If you really needed to cash a cheque, or perhaps access other financial services such as getting a loan, pubs and some local shops stepped in to fulfil this role. Pubs essentially became banks. Whilst a publican and a banker are not generally two occupations you would put close together, in 1970’s Ireland publicans were perfect to perform this role. They knew their communities well and were some of the best judges of whether someone would pay you back.
The strike was not without negative consequences however. In particular the property market basically stopped functioning, as without banks the large transactions and loans involved in house sales could not take place. Large business investment also fell dramatically: a small business could have gone to the local pub for a loan, but this is not a feasible business model on a larger scale. The stock market took a hit and there are clearly obstacles to international trade when your country has no banks of its own.

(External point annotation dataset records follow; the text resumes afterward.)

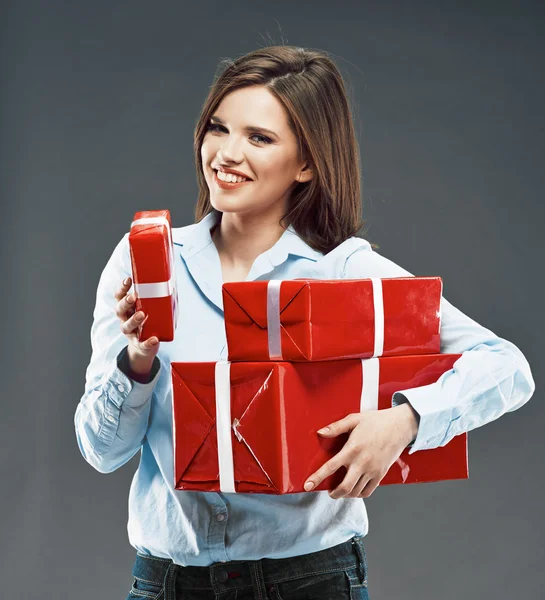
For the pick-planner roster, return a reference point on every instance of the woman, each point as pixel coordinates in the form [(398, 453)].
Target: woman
[(278, 119)]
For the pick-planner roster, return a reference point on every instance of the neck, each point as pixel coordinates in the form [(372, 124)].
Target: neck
[(240, 240)]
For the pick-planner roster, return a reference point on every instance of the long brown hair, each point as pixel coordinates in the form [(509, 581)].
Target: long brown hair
[(326, 210)]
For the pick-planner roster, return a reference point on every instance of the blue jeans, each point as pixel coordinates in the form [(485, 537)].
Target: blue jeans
[(337, 573)]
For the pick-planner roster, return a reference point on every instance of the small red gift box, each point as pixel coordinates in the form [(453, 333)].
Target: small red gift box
[(304, 320), (150, 242), (252, 427)]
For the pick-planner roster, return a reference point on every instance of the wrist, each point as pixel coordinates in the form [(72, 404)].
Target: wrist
[(410, 419)]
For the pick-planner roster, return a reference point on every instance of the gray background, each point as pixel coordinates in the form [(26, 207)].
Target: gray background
[(98, 105)]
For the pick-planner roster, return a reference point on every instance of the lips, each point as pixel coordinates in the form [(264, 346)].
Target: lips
[(233, 172), (226, 185)]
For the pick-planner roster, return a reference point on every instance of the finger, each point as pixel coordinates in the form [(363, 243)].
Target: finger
[(362, 482), (369, 488), (325, 471), (133, 323), (125, 286), (125, 307), (353, 475)]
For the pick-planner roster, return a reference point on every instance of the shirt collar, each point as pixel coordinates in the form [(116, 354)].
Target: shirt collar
[(196, 237)]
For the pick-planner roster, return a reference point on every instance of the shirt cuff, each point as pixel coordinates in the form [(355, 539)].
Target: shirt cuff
[(397, 399), (121, 389), (434, 421)]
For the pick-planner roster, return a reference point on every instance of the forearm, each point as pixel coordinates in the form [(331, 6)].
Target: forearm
[(111, 419)]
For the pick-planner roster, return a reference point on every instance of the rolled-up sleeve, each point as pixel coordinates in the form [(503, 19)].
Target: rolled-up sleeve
[(112, 416), (491, 377)]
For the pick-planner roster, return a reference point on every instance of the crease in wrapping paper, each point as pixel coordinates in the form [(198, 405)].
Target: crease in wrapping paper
[(275, 432)]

Predictably fraud also increased, by ten times, but may have not been as high as you might think. In a country of 3 million people 750 cases of fraud were investigated: a rate of 0.03%. Most people aren’t looking to steal, particularly if they know the person they are transacting with and have a future livelihood to look out for.
Does this mean the panic of 2008 was somewhat unfounded and we don’t actually need banks after all? Well, yes and no, but mainly no. There are some important differences. In Ireland in the 1970’s the banks weren’t insolvent they were just closed temporarily. People worked on the premise that the banks would be opening again soon, not that they would stop existing forever. Nobody knew at the start of the strike that it would go on for such an extended period. Irish society and the Irish economy at the time was predominantly formed of small, close-knit communities where everyone knew each other. This made trusting people’s credit easier and would be less of the case today. Clearly the financial system today is also far more complex than when everyone used just cash or cheque to pay for everything.

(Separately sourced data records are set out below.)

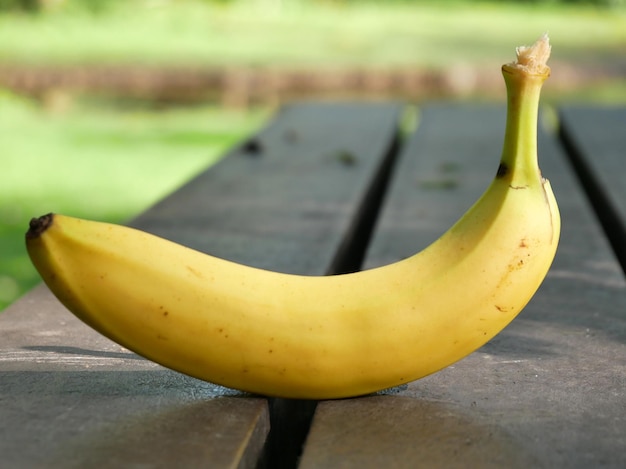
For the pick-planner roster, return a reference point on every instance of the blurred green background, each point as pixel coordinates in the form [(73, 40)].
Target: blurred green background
[(108, 105)]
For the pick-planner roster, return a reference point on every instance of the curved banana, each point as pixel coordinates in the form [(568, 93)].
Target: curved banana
[(321, 337)]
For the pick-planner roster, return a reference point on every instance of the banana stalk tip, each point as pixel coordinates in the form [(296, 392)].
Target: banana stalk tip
[(533, 59), (37, 226)]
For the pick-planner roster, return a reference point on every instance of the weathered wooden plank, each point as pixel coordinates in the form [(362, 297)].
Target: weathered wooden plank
[(71, 398), (594, 139), (550, 389), (289, 199)]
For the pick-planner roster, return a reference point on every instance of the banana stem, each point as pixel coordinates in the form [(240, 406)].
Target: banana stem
[(523, 80)]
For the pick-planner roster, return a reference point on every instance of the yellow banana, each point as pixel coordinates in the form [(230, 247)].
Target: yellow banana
[(321, 337)]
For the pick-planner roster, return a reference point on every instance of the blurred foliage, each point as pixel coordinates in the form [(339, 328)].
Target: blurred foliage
[(95, 6), (98, 160)]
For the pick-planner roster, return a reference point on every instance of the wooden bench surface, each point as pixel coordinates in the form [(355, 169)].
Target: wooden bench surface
[(334, 187)]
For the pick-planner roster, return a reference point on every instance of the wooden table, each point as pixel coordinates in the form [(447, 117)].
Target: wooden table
[(335, 187)]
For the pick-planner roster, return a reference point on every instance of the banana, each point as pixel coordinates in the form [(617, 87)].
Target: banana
[(321, 337)]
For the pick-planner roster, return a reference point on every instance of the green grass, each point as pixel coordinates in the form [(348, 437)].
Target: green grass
[(111, 163), (306, 33), (100, 163)]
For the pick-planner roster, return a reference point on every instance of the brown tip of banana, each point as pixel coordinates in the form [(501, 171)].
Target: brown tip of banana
[(38, 226)]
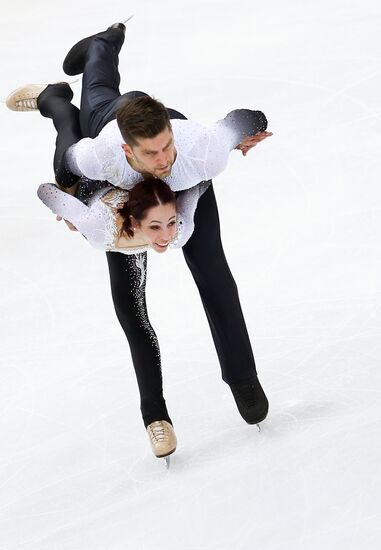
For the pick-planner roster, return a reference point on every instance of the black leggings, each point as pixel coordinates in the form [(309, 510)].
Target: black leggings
[(203, 253)]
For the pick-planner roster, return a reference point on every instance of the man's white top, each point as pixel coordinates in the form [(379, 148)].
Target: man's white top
[(202, 153)]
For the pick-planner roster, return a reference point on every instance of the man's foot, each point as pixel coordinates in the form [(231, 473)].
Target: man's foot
[(162, 438), (251, 400), (74, 62), (25, 98)]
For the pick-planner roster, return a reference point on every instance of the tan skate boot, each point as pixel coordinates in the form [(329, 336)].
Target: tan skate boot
[(25, 98), (162, 437)]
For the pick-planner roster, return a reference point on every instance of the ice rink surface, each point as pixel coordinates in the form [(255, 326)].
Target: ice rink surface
[(301, 227)]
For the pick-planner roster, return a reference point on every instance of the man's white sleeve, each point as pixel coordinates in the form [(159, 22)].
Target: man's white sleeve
[(226, 134)]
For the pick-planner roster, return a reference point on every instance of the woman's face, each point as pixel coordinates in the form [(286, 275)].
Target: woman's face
[(159, 226)]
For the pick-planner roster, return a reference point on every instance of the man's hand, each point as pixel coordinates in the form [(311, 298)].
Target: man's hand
[(70, 225), (251, 141)]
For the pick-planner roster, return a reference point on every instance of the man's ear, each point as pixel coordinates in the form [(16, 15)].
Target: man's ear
[(127, 150)]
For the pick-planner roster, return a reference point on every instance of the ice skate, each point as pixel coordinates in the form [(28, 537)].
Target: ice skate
[(74, 61), (251, 400), (162, 438), (25, 98)]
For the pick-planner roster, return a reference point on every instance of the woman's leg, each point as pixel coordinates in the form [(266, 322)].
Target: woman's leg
[(128, 281), (55, 103)]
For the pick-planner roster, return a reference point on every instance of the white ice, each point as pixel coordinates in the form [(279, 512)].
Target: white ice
[(301, 227)]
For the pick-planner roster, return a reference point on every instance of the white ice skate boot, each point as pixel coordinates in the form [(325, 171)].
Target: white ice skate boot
[(25, 98), (162, 438)]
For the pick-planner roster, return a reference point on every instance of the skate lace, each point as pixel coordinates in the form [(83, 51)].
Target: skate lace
[(27, 103), (158, 432)]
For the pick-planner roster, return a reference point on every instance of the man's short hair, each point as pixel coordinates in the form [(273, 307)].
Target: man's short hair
[(142, 117)]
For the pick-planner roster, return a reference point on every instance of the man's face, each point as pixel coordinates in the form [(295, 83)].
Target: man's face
[(154, 156)]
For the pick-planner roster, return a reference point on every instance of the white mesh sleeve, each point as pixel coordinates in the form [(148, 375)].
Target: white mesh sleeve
[(94, 223)]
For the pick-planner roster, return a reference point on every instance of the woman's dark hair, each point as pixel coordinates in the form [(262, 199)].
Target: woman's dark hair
[(145, 195)]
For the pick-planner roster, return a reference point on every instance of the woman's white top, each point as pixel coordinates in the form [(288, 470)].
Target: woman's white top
[(96, 221)]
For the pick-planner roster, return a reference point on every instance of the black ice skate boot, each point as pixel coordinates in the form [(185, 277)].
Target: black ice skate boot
[(74, 62), (251, 400)]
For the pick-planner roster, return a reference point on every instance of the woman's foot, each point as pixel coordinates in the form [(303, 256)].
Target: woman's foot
[(25, 98), (162, 438)]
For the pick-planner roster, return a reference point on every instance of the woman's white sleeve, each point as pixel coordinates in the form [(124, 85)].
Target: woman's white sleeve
[(90, 222)]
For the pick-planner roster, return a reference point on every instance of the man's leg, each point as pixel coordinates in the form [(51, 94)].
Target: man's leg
[(206, 260), (128, 282)]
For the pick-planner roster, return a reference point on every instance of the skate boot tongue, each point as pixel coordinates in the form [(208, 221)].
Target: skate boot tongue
[(162, 438)]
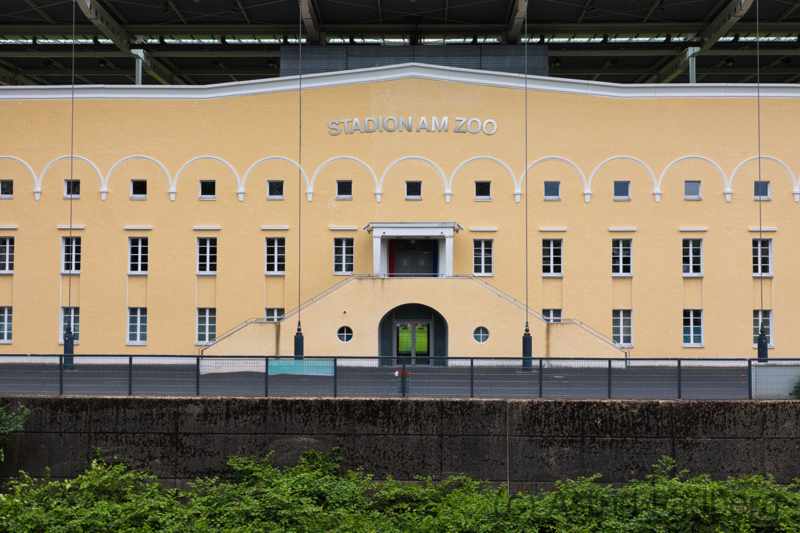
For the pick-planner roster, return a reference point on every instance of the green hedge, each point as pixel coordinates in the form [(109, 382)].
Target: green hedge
[(316, 495)]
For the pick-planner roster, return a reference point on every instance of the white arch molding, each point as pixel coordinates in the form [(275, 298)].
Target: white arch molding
[(104, 190), (310, 191), (277, 158), (552, 158), (656, 189), (38, 190), (416, 158), (173, 188), (795, 183), (486, 158)]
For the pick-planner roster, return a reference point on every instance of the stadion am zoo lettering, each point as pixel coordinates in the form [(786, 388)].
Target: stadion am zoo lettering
[(391, 124)]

That said people predicted in 1970’s Ireland that society wouldn’t function without banks and this turned out not to be the case. In the event that some unmitigated disaster did befall our modern banks this is a lesson that people can be resourceful, innovative and cope when they need to. Households need to trade goods and services so they can do things like eat, be warm, have shelter and enjoy themselves – all things which people tend to prioritise and find ways to do! Modern products such as peer to peer lending and cryptocurrencies are all newer ways of circumnavigating the conventional banking system. This is also a lesson that markets work on trust: Ireland kept functioning because it had trust even if it didn’t have banks. If you have banks but no trust you will perhaps be less successful.